L'homme d'affaires a refusé de nommer les groupes québécois ou celui européen qui veulent mettre la main sur Le Concorde. L'un d'eux posséderait déjà des actifs dans la capitale. Chose certaine, le Trifluvien Jean-Claude Fortin, qui avait démontré publiquement son intérêt à la fin février, ne serait pas du nombre. Des visites des lieux sont prévues dans les prochains jours, confie M. Savoie. «Et ça pourrait aller vite», ajoute-t-il.
La semaine dernière, ce dernier avait indiqué avoir fait une offre réduite à Loews, sans en dévoiler le montant. Il y a deux semaines, Les Résidences Soleil menaçaient de se retirer des négociations parce que la chaîne demandait de payer des frais de maintenance «trop élevés» pendant le temps de réflexion de la Ville de Québec qui a demandé une étude sur les impacts de la fermeture de ce haut lieu touristique de la capitale.

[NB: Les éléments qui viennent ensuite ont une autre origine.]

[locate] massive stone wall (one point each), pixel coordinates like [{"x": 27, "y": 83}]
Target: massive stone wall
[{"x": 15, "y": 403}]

«On ne fait pas une croix là-dessus [une résidence]. On ne change pas d'idée. On aurait été plus contents si on avait eu un "H2"», avise Eddy Savoie en référence à la demande de changement de zonage nécessaire que lui refuse la Ville pour faire de l'hôtel une résidence pour personnes âgées. «Si on ne vend pas et qu'on n'a pas le changement, rien n'empêche de faire des appartements locatifs. Le zonage actuel le permet», conclut-il.
«Indécent», dit la CSN
«Je ne comprends rien. Ça contraste avec ce qu'il a dit il y a un mois.» La présidente de la CSN Québec-Chaudière-Appalaches, Ann Gingras, soutient que M. Savoie «tente de "bulldozer" et joue un bras de fer pour placer son projet de résidence privée».

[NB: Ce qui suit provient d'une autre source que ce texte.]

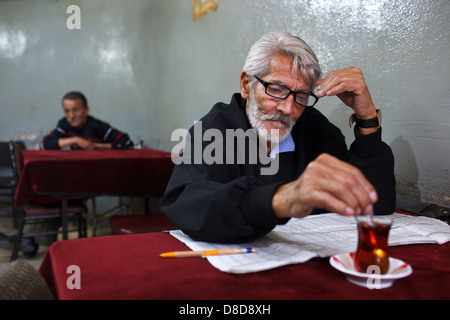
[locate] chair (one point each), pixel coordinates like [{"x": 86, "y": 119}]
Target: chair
[
  {"x": 7, "y": 181},
  {"x": 36, "y": 212},
  {"x": 131, "y": 224}
]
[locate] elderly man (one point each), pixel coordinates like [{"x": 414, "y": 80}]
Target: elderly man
[{"x": 234, "y": 202}]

«En tant qu'acquéreur, il dit qu'il veut faciliter la vente. Je comprends qu'en tant que propriétaire, il peut nous conter n'importe quoi. Il peut bloquer la vente et dire qu'il n'y a jamais eu d'acheteurs. Il contrôle le message. Il contrôle le dossier pour arriver à ses fins. Je trouve ça indécent. Pour lui, la fin justifie les moyens», rage la représentante syndicale.
«Mon objectif, ce n'est pas d'enrichir Eddy Savoie, mais d'enrichir la région», poursuit-elle. Elle compte donc poursuivre le travail pour garder la vocation de l'hôtel. Agnès Maltais, ministre sortante à l'Emploi, et Pascal Bérubé, ministre délégué sortant au Tourisme, ont déjà indiqué que tel était leur souhait.